Husband-and-wife duo Alessandro Gallo and Francesca Rinaldo, who founded the brand, also participated in the event, which was timed with the beginning of the Venice Art Biennale. Golden Goose in 2020 was acquired by private equity fund Permira from the Carlyle Europe Buyout fund and is said to be eyeing an initial public offering in Milan. That topic, however, was off the table as the evening was about celebrating the Haus of Dreamers,  an all-encompassing cultural concept that has helped heighten global brand awareness with events in Paris and Los Angeles, for example, and was first launched in May last year.

Brugnaro said it was fitting that Golden Goose was located in Marghera, “historically a place of invention, innovation and inclusivity that has greatly contributed to the modern development of Venice.”

Underscoring handcrafted and artisanal traditions are key. In Marghera, the building hosts an Academy that trains artisans. “It is the heart of Haus,” said Campara who calls the artisans “the dream makers.” Classes cover crafts ranging from shoemaking and tailoring to screen printing, but also DJing and public speaking.

The brand opened the doors to the Manovia, which translates as conveyor belt, and is dedicated to product innovation and repairing, extending the lifetime of Golden Goose items, and not only. “Comfort and personalization is the generational trend now,” mused Campara, highlighting that the brand “sells confidence through self-expression,” as it offers co-creation to its customers in its 191 stores in 62 countries.

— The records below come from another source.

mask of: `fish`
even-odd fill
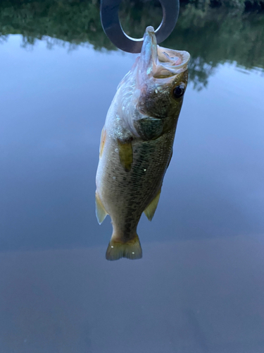
[[[120,83],[101,136],[96,214],[109,215],[107,260],[141,258],[137,232],[143,213],[151,220],[172,155],[188,81],[190,54],[157,44],[146,28],[140,55]]]

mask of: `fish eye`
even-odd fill
[[[185,92],[185,85],[181,83],[176,86],[173,90],[173,97],[175,98],[180,98],[183,96]]]

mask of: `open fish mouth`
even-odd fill
[[[189,59],[187,52],[158,45],[154,28],[146,28],[139,62],[141,75],[155,78],[171,77],[187,70]]]

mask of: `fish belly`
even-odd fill
[[[96,194],[111,217],[113,236],[126,241],[135,236],[142,213],[161,190],[175,129],[156,140],[133,140],[129,172],[120,163],[117,139],[107,131],[106,135],[96,173]]]

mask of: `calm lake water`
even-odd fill
[[[230,40],[207,30],[200,52],[196,29],[179,30],[175,47],[194,53],[191,80],[156,213],[139,225],[143,258],[135,261],[105,259],[112,228],[109,217],[97,223],[94,192],[106,114],[136,56],[88,42],[69,50],[49,37],[3,42],[1,352],[264,351],[263,18],[256,18],[247,15],[236,29],[255,28],[244,54],[249,40],[236,42],[231,30]],[[225,44],[218,61],[220,38],[232,50]]]

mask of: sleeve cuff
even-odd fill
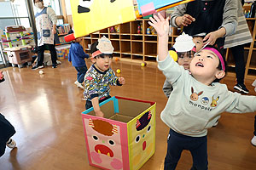
[[[99,97],[99,94],[90,94],[90,100],[91,100],[93,98],[96,98],[96,97]]]
[[[170,56],[170,54],[167,54],[167,57],[166,58],[165,60],[160,61],[158,56],[156,57],[156,60],[158,62],[158,68],[162,71],[165,68],[168,67],[171,63],[174,62],[172,58]]]

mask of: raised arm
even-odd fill
[[[169,17],[164,17],[158,14],[149,18],[148,24],[157,31],[158,36],[158,58],[159,60],[165,60],[168,54],[168,38],[169,38]]]

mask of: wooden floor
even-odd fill
[[[44,75],[31,68],[2,69],[4,82],[0,84],[0,112],[15,127],[14,139],[18,148],[6,149],[0,158],[0,170],[95,170],[89,166],[80,113],[84,110],[83,91],[73,82],[76,71],[62,60],[56,69],[44,69]],[[152,100],[156,105],[156,151],[143,170],[163,169],[168,128],[160,118],[166,98],[161,88],[165,77],[156,66],[142,68],[138,64],[113,62],[121,70],[126,84],[113,87],[111,95]],[[255,76],[256,77],[256,76]],[[256,95],[247,79],[250,94]],[[234,76],[224,80],[230,90]],[[211,170],[256,169],[253,136],[255,113],[224,113],[216,128],[208,132],[208,160]],[[189,169],[192,158],[184,150],[177,170]]]

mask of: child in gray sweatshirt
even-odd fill
[[[160,115],[170,128],[165,169],[176,168],[183,150],[191,152],[191,169],[207,169],[207,129],[224,111],[255,111],[256,97],[232,93],[218,82],[225,76],[226,65],[224,58],[212,46],[195,54],[190,73],[186,71],[168,54],[169,19],[159,14],[150,21],[158,34],[158,67],[173,87]]]

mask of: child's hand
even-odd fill
[[[154,15],[154,19],[150,17],[149,20],[151,22],[148,21],[148,24],[155,29],[159,37],[168,36],[169,17],[164,19],[160,14],[158,14],[158,16]]]
[[[98,110],[95,112],[96,116],[104,117],[104,113],[102,110]]]
[[[119,82],[120,84],[125,84],[125,79],[124,77],[119,77]]]
[[[3,74],[3,71],[0,71],[0,80],[3,79],[4,75]]]

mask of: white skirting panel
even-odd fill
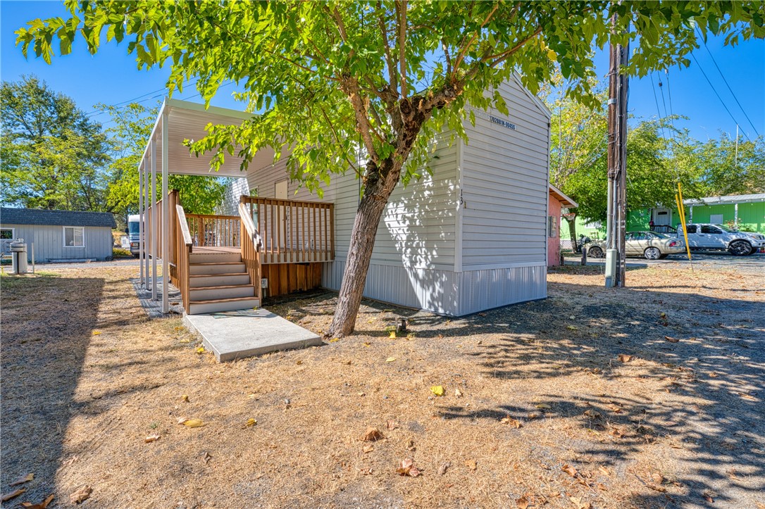
[[[324,264],[321,284],[340,290],[343,260]],[[547,267],[513,267],[455,273],[448,271],[369,265],[364,297],[392,304],[461,316],[547,297]]]

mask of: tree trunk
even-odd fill
[[[388,178],[368,183],[364,188],[350,234],[348,257],[330,336],[343,337],[353,332],[366,283],[366,272],[372,259],[372,250],[375,246],[377,226],[388,204],[388,198],[398,183],[400,170],[394,173],[395,178],[391,179],[392,176],[389,175]]]
[[[568,235],[571,238],[571,248],[575,253],[579,251],[579,241],[576,238],[576,218],[573,219],[566,219],[566,222],[568,223]]]

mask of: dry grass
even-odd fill
[[[134,271],[2,279],[2,491],[36,475],[16,500],[88,485],[86,504],[120,507],[765,503],[761,279],[640,269],[606,291],[567,268],[544,301],[460,319],[368,302],[358,336],[219,365],[180,320],[148,321]],[[272,309],[321,332],[333,297]],[[400,316],[412,333],[392,339]],[[385,439],[362,441],[369,426]],[[396,474],[405,458],[420,477]]]

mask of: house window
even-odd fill
[[[83,248],[85,246],[85,228],[83,226],[63,227],[63,247]]]

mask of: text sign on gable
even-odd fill
[[[494,122],[495,124],[499,124],[502,127],[506,127],[508,129],[513,129],[513,131],[516,130],[516,125],[515,124],[511,124],[510,122],[507,122],[506,120],[503,120],[502,118],[497,118],[496,117],[495,117],[493,115],[489,115],[489,120],[490,120],[491,122]]]

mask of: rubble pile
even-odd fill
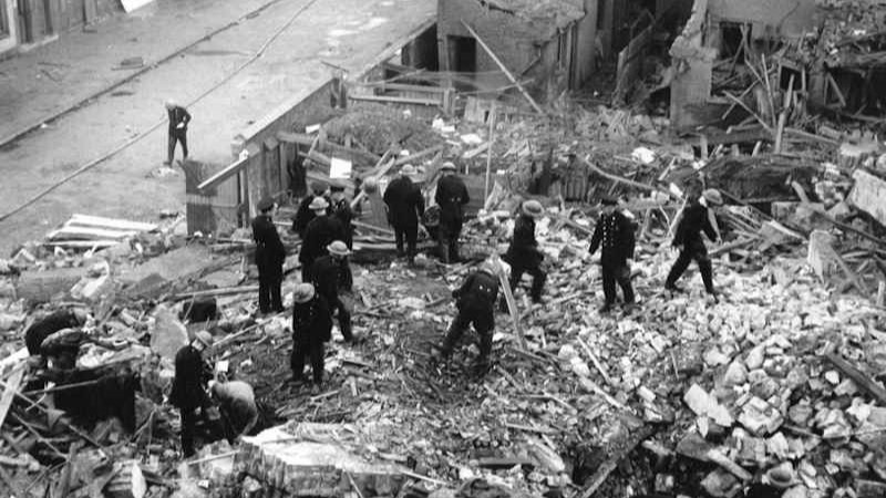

The co-creation experience
The co-creation experience

An archive has been established in a part of the building where the company was founded, and comprises around 50,000 shoes. It also includes a selection of ready-to-wear pieces that are not displayed chronologically but by style, “showing how the looks remain contemporary,” opined Campara. “There is no future without a memory of the past,” he added.

While Golden Goose is best known for its successful Superstar sneakers and intentionally distressed styles, Campara said apparel originally represented 60 percent of sales. The category now accounts for 10 percent of the total, but on revenues that last year rose 18 percent to 587 million euros, “it’s still a lot,” remarked Campara, who joined the company as commercial director in 2013 and has become a main shareholder.

Elsewhere in the space, there is also a library and an auditorium called Playground. A space dubbed Hangar showcased the work of Argentinian visual artist Andrés Reisinger; Italian sculptor Fabio Viale; French-Italian painter Maïa Régis; and Puerto Rican-American singer Mia Lailani. Campara was proud of the “scouting projects that help discover new talents. Execution is important, but sharing your dreams is also fundamental,” he added.

The Hangar with works by artist Maïa Régis
The Hangar with works by artist Maïa Régis

He explained that Haus is “a celebration of craftsmanship, culture, and art,” and that it will host a variety of immersive events, dedicated pop-up experiences, and innovative activations.